Литературный дебют Нины Берберовой в качестве прозаика состоялся за границей, куда она уехала в 1922 году вместе с мужем поэтом Владиславом Ходасевичем.
Героиня романа «Без заката» Вера, чья прежняя петербургская жизнь меняется бесповоротно, как и сама Берберова, уезжает с мужем во Францию. Обратной дороги Вере нет, и она устраивается здесь. Впервые роман был опубликован под названием «Книга о счастье»: Вера ищет счастья, уезжая с первым мужем в Париж; ищет после похорон мужа; ищет — устраиваясь в Ницце. И никак не может понять, когда говорят, «счастье, как воздух, его не чувствуешь»…
Нина Николаевна Берберова
Без заката
Роман
I
Сам, закрыв глаза, лежал навзничь у самого края широкой, низкой кровати. Казалось, стоит ему сделать движение, и он мешком скатится на козью шкуру, постланную поверх красного бобрика: к седому, длинноволосому меху тянулась застывшая Самина рука, зажавшая револьвер, отброшенная выстрелом. Лицо Сама было спокойно и смотрело в потолок, и только черный пробитый висок (уже давно не сочившийся кровью) придавал волне рыжих волос и бледности веснушчатого лба что-то необычайно грустное.

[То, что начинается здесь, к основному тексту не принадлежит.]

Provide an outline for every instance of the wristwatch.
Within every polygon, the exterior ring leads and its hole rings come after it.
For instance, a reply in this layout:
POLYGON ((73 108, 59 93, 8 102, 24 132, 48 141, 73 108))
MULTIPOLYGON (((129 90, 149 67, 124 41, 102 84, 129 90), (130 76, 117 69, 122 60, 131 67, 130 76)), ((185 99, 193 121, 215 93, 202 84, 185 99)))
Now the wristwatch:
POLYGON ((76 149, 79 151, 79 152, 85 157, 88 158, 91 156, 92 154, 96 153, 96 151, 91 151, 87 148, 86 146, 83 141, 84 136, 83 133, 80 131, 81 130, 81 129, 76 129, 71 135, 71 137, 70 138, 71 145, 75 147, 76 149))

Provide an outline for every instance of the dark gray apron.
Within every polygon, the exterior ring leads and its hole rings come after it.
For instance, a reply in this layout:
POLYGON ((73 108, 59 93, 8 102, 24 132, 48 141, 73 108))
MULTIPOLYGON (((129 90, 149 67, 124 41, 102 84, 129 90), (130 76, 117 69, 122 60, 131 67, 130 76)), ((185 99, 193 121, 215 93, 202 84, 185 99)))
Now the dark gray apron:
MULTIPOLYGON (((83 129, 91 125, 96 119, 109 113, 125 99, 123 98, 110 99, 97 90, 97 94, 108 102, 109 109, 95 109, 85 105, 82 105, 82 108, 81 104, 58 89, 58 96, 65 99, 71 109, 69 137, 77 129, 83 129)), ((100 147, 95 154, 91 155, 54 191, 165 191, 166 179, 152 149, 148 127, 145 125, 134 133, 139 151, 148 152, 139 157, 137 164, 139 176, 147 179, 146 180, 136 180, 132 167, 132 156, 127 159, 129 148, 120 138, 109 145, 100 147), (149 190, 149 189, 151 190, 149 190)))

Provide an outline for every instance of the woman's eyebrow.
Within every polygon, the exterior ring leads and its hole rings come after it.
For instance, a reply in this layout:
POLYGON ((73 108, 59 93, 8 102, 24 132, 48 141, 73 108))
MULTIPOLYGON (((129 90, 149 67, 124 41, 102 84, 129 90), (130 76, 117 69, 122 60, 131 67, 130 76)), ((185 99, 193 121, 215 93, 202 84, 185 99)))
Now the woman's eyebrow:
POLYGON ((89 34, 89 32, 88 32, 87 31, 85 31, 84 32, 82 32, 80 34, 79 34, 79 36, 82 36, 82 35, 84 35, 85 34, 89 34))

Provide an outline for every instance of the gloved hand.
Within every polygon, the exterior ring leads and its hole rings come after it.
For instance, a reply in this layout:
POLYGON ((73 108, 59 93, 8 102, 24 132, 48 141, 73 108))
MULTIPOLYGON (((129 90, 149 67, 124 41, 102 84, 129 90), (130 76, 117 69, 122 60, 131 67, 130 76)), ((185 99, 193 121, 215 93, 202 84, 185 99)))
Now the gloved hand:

Он был во фраке. Белая грудь все еще топорщилась и выпирала из жилета. Ноги были сдвинуты; обутые в легкие, лакированные туфли, они казались ногами спящего человека, наиболее живыми из всего Саминого тела. Левая рука была положена на грудь (вероятно, доктором, хотя почему тогда оставил он висеть правую?) — в левой руке искали Самин пульс, — и не нашли, конечно. И желтоватая, тоже веснушчатая с сильными пальцами настоящего (с детства) музыканта, с едва заметными медным пухом, кудряво уходившим под крахмал манжеты, лежала она, словно пошла слушать биение сердца, но не доползла, и задумалась, и вот — спит. Шум был за окном, утренний столичный шум, от которого, казалось, рука сейчас проснется и зашевелится, а за ней, под веками, шевельнутся глаза. Но трубный рев автомобилей не воскрешал этого одеревенелого лица. Холодный и страшный для живых и такой неудобный для администрации Гранд-Отеля покой смерти шел от Сама, от тела, которое продолжало стыть, и скоро, несмотря на солнечный майский день, грозило стать ледяным.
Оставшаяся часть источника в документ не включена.